The boy rolls his pant leg up and kicks off his sandal to reveal his foot, “You tell me!”
In life’s tests, our values, commitments, our character, our beliefs are revealed. We find out what we’re made of. In other words, you don’t know how strong the tea is until you place the bag in hot water!
Some people’s faith is tied to circumstances. When their circumstances are good, their faith is up; when the circumstances are adverse, their faith is down. We don’t have to live that way. Regardless of circumstances, we are in God’s hands and He will get us through.
I believe there are two kinds of faith: One that says if and the other says though. One says “If everything goes well, if I am prosperous, if I’m health with a full head of hair and straight teeth, then I will believe in God.”
The other type of faith says though: “though I am struggling, though I am in the wilderness, though I’m in pain, and it’s dark and cold, and I don’t understand, I will trust the Lord.”
This is who I am! This is how I live my life, by faith!! A tough, hard-edged faith that believes against the odds, that believes through the trials, and trusts in God Who will never leave me or forsake me!

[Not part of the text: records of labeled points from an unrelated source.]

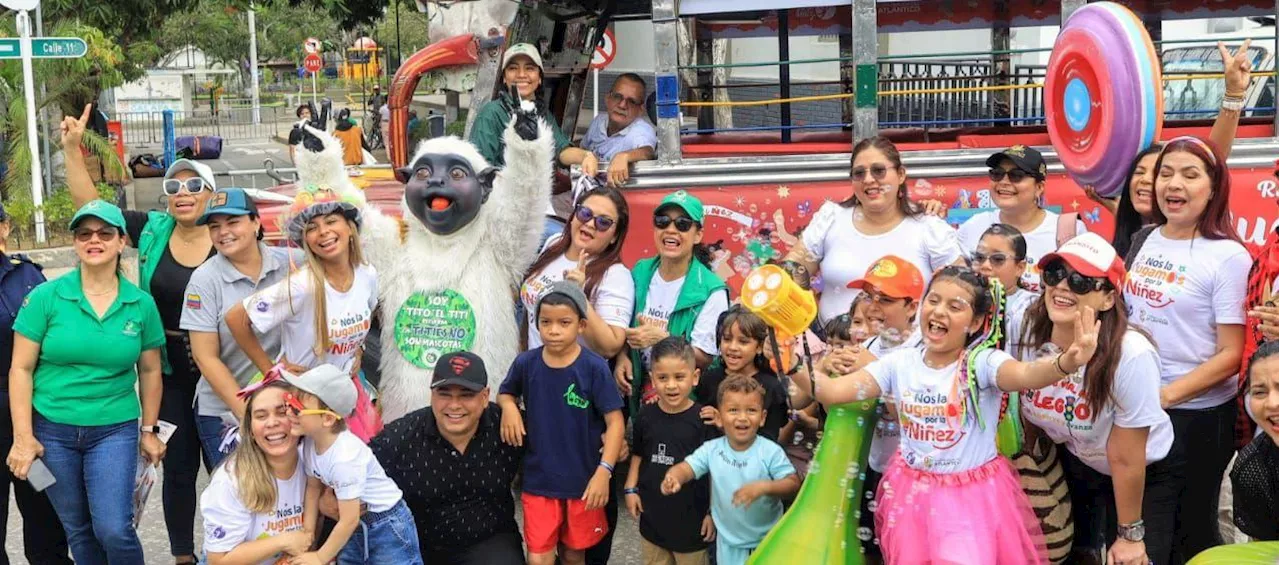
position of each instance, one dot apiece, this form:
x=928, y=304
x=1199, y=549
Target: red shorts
x=549, y=522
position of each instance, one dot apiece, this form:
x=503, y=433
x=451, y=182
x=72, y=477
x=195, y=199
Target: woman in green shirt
x=82, y=342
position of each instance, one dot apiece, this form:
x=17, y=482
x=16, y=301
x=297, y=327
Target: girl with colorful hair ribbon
x=949, y=496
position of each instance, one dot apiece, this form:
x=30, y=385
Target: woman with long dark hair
x=1185, y=287
x=848, y=237
x=1106, y=417
x=589, y=253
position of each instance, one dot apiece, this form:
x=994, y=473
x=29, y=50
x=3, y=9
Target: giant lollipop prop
x=822, y=524
x=1104, y=96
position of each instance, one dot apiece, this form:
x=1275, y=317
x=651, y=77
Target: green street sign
x=45, y=48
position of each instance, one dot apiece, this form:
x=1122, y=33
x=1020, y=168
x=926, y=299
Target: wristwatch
x=1132, y=532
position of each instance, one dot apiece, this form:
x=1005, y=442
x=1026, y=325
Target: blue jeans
x=387, y=537
x=210, y=429
x=95, y=468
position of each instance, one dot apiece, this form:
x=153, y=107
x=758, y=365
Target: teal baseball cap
x=228, y=201
x=685, y=201
x=103, y=210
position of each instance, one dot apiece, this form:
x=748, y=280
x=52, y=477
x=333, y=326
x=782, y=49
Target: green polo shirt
x=87, y=368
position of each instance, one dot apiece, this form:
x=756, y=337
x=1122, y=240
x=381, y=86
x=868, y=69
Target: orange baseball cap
x=895, y=277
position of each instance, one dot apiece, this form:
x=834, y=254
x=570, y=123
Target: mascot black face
x=444, y=192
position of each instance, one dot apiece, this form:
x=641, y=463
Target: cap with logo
x=1089, y=255
x=103, y=210
x=201, y=169
x=461, y=368
x=1023, y=158
x=228, y=201
x=333, y=386
x=568, y=290
x=894, y=276
x=522, y=49
x=685, y=201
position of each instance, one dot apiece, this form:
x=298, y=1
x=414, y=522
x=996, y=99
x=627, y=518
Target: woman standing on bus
x=170, y=246
x=848, y=237
x=1185, y=287
x=1133, y=208
x=1018, y=191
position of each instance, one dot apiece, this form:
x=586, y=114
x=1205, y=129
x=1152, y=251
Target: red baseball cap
x=1089, y=255
x=895, y=277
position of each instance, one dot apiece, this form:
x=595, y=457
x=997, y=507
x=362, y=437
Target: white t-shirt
x=844, y=254
x=288, y=305
x=1063, y=413
x=932, y=441
x=662, y=301
x=228, y=523
x=350, y=468
x=1040, y=241
x=886, y=434
x=613, y=299
x=1179, y=291
x=1015, y=317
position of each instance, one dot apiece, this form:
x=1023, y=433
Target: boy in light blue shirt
x=744, y=468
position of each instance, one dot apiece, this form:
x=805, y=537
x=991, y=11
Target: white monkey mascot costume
x=448, y=282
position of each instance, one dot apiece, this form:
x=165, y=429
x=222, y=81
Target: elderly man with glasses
x=620, y=136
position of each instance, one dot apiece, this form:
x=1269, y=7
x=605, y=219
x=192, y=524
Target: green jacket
x=700, y=283
x=492, y=122
x=151, y=244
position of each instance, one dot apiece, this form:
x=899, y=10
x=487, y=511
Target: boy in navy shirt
x=570, y=400
x=673, y=529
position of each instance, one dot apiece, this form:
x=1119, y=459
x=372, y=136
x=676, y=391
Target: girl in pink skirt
x=947, y=497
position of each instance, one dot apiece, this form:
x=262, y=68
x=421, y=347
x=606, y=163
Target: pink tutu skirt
x=979, y=516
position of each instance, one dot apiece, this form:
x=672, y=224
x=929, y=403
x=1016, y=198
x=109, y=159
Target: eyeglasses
x=585, y=215
x=105, y=235
x=1077, y=282
x=1015, y=176
x=192, y=186
x=997, y=260
x=682, y=223
x=877, y=171
x=300, y=410
x=616, y=98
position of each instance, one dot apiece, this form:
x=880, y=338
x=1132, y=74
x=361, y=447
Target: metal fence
x=233, y=123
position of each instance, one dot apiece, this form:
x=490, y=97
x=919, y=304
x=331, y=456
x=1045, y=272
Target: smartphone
x=40, y=477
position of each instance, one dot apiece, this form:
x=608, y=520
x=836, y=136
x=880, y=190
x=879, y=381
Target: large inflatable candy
x=1104, y=96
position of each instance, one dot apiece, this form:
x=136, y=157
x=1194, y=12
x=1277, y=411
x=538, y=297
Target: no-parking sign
x=604, y=53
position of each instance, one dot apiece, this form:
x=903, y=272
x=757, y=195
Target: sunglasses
x=191, y=186
x=877, y=171
x=997, y=260
x=682, y=223
x=585, y=215
x=616, y=98
x=105, y=235
x=1077, y=282
x=300, y=410
x=1015, y=176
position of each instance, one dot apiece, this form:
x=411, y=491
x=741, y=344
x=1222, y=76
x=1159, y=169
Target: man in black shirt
x=455, y=470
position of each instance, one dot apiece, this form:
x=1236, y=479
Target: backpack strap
x=1066, y=227
x=1136, y=245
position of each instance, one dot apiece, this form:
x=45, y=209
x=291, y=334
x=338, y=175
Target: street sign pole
x=28, y=89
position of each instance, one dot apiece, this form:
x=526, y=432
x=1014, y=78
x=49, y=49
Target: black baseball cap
x=461, y=368
x=1024, y=158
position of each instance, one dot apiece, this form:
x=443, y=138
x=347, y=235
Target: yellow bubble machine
x=822, y=524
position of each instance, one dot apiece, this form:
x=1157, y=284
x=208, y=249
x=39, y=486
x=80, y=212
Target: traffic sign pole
x=28, y=89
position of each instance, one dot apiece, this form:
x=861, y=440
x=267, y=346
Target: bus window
x=1197, y=98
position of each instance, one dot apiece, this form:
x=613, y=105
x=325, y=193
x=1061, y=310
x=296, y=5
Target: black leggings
x=181, y=465
x=42, y=536
x=1205, y=438
x=1093, y=505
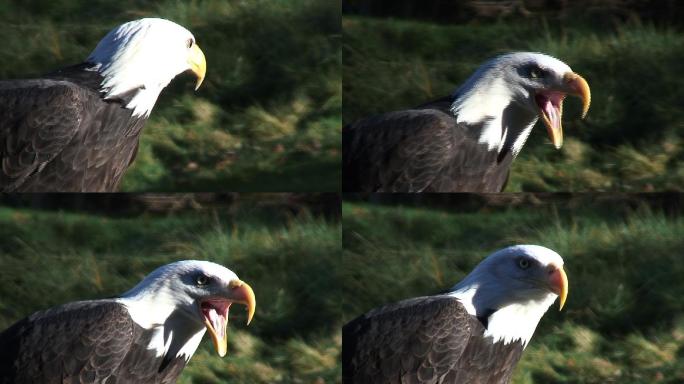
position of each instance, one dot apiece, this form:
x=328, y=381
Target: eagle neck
x=487, y=103
x=506, y=323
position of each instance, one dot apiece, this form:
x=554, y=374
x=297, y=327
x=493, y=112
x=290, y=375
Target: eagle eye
x=535, y=72
x=202, y=280
x=523, y=263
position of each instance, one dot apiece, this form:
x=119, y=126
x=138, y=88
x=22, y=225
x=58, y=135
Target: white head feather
x=514, y=294
x=494, y=86
x=164, y=292
x=144, y=54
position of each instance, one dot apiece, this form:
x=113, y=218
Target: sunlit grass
x=267, y=117
x=623, y=318
x=629, y=140
x=50, y=258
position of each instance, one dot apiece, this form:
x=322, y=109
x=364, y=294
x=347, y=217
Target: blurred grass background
x=624, y=318
x=267, y=117
x=400, y=54
x=286, y=247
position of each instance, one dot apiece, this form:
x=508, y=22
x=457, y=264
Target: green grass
x=624, y=317
x=52, y=257
x=631, y=138
x=268, y=115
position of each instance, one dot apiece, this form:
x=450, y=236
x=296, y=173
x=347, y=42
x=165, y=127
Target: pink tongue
x=551, y=112
x=550, y=103
x=217, y=313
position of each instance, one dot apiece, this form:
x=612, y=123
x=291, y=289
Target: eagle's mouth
x=215, y=310
x=215, y=313
x=550, y=103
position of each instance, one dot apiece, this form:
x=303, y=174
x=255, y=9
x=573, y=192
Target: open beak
x=215, y=312
x=198, y=64
x=550, y=103
x=558, y=281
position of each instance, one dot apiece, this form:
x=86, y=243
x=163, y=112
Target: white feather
x=152, y=302
x=144, y=54
x=491, y=89
x=488, y=287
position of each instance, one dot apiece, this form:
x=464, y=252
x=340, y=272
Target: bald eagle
x=474, y=333
x=467, y=141
x=147, y=335
x=77, y=129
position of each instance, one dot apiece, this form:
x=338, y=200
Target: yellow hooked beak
x=198, y=64
x=550, y=103
x=215, y=312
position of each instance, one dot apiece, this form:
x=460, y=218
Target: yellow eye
x=523, y=263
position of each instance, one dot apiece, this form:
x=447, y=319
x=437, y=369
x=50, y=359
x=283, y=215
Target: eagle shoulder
x=418, y=340
x=403, y=151
x=77, y=342
x=38, y=118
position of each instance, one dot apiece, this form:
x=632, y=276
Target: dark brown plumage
x=424, y=340
x=82, y=342
x=465, y=142
x=420, y=150
x=58, y=134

Let me ask you, when is the lake (Huron) most beautiful? To me it’s during a storm; a dramatic, churning powerful mass, painted in grays and blues, with pounding, roaring waves.

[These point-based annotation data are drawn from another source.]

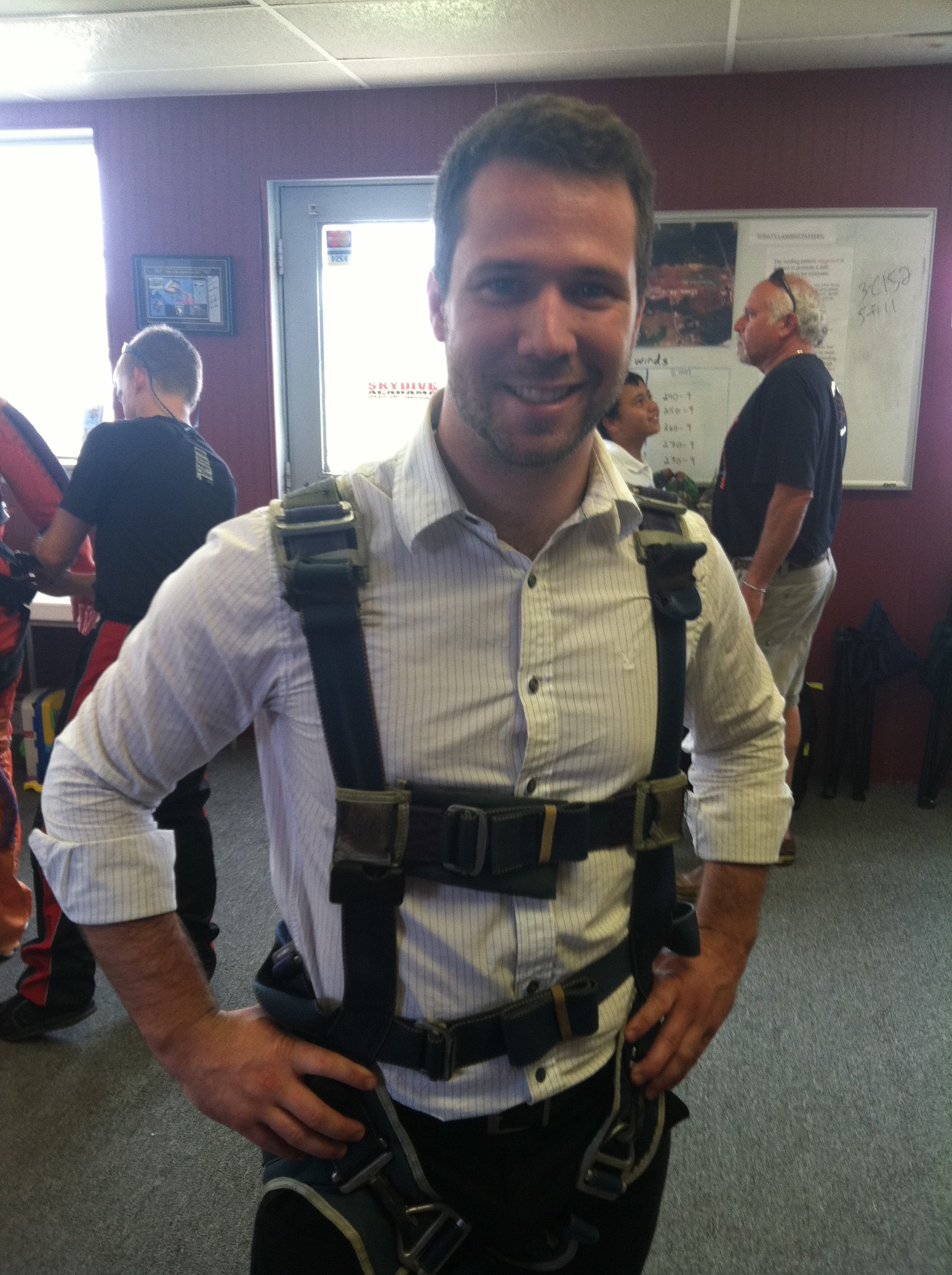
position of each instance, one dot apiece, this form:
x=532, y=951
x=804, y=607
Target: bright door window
x=380, y=359
x=54, y=350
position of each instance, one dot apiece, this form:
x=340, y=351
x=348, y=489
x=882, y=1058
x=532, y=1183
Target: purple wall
x=186, y=175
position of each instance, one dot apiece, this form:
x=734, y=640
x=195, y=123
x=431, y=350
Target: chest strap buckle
x=464, y=839
x=659, y=810
x=439, y=1050
x=369, y=846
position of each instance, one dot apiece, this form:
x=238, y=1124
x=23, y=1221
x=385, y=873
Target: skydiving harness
x=17, y=592
x=478, y=841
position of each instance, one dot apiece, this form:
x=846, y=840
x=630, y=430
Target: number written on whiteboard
x=877, y=296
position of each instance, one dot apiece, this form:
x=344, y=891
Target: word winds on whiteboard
x=878, y=295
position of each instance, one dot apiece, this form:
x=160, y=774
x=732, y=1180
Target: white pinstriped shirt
x=457, y=624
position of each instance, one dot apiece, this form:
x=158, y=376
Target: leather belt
x=785, y=567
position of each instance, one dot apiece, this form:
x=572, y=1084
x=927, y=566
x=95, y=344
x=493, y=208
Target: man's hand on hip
x=242, y=1071
x=692, y=995
x=236, y=1067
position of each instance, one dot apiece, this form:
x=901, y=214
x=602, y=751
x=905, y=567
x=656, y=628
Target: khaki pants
x=792, y=608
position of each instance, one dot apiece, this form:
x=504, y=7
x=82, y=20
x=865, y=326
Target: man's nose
x=547, y=330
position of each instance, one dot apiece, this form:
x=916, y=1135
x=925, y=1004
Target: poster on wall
x=193, y=294
x=690, y=292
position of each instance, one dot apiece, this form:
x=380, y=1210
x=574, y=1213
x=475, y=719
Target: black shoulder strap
x=657, y=917
x=323, y=563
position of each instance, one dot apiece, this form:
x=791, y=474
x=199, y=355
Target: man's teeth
x=537, y=395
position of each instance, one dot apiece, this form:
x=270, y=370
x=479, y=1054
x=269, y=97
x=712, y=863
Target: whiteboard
x=873, y=270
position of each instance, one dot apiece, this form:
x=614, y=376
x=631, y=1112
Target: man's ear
x=638, y=326
x=438, y=319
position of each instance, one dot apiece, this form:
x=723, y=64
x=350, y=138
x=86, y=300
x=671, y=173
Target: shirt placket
x=536, y=918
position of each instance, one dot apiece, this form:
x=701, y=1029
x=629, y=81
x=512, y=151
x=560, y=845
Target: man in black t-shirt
x=779, y=486
x=153, y=490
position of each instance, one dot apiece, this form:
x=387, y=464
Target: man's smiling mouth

George Herbert wrote, “Storms are the triumph of (God’s) art.” Same is true with us. When we are in our own storms, when we persevere in faith we “are the triumph of His art.”

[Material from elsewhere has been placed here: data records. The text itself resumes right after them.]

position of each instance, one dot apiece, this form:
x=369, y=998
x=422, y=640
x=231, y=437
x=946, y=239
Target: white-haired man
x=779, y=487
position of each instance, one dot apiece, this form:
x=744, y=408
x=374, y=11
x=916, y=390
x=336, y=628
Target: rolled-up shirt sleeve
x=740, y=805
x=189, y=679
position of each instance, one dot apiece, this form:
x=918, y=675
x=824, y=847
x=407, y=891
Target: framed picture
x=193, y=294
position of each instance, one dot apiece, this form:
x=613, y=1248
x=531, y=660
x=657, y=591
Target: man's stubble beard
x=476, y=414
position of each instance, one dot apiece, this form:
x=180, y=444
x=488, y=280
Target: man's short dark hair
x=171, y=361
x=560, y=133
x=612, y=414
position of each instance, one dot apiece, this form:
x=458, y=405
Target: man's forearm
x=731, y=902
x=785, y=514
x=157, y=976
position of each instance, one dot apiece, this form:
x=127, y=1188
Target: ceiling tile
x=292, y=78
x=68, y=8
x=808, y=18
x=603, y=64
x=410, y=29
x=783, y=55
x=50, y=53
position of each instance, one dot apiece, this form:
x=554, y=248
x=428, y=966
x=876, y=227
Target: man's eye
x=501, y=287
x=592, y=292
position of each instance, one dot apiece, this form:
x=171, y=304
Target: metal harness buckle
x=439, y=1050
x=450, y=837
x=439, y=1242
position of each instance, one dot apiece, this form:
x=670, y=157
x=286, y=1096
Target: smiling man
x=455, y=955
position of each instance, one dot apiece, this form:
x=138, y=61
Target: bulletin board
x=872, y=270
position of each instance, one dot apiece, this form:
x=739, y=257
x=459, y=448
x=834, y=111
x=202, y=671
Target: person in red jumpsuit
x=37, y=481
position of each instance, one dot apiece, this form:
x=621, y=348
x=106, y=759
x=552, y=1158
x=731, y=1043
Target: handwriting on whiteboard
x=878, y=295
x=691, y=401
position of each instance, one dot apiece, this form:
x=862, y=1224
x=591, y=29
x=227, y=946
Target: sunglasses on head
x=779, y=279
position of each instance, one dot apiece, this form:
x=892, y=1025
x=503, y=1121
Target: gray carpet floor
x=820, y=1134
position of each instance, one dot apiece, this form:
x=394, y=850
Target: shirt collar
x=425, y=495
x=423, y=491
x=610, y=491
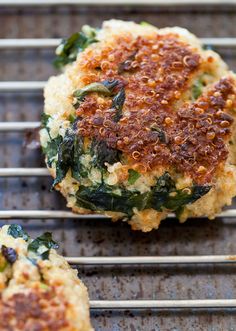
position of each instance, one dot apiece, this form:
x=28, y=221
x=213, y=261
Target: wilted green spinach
x=69, y=48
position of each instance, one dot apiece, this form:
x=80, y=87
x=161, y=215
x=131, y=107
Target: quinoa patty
x=140, y=124
x=38, y=289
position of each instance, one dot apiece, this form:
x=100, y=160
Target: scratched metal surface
x=102, y=237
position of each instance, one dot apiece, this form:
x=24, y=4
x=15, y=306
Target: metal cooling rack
x=17, y=86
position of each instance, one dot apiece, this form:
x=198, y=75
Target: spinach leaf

Because of trials, I become aware of everything meaningful in my life; I become dependent on him; I become stronger, wiser; I become the triumph of His art!
When Jesus came to earth, he came in winter. His identity was tested.
When I worked as a chaplain in London Ont. in a large hospital (700 beds) we were given an identification tag to wear around our necks. This was during the SARS problem a few years back and tight precautions were taken to prevent an epidemic.
We walked in the hospital, and several people were there to check your I. D. tag with a little bar code on it. It answered the questions, Who are you? What do you do? Where do you belong in this hospital?
Today you will be given a Lenten cross. It is your Christian I. D. tag. Wear it around your neck. May it remind you of who you are, what you do, and where you belong in this life.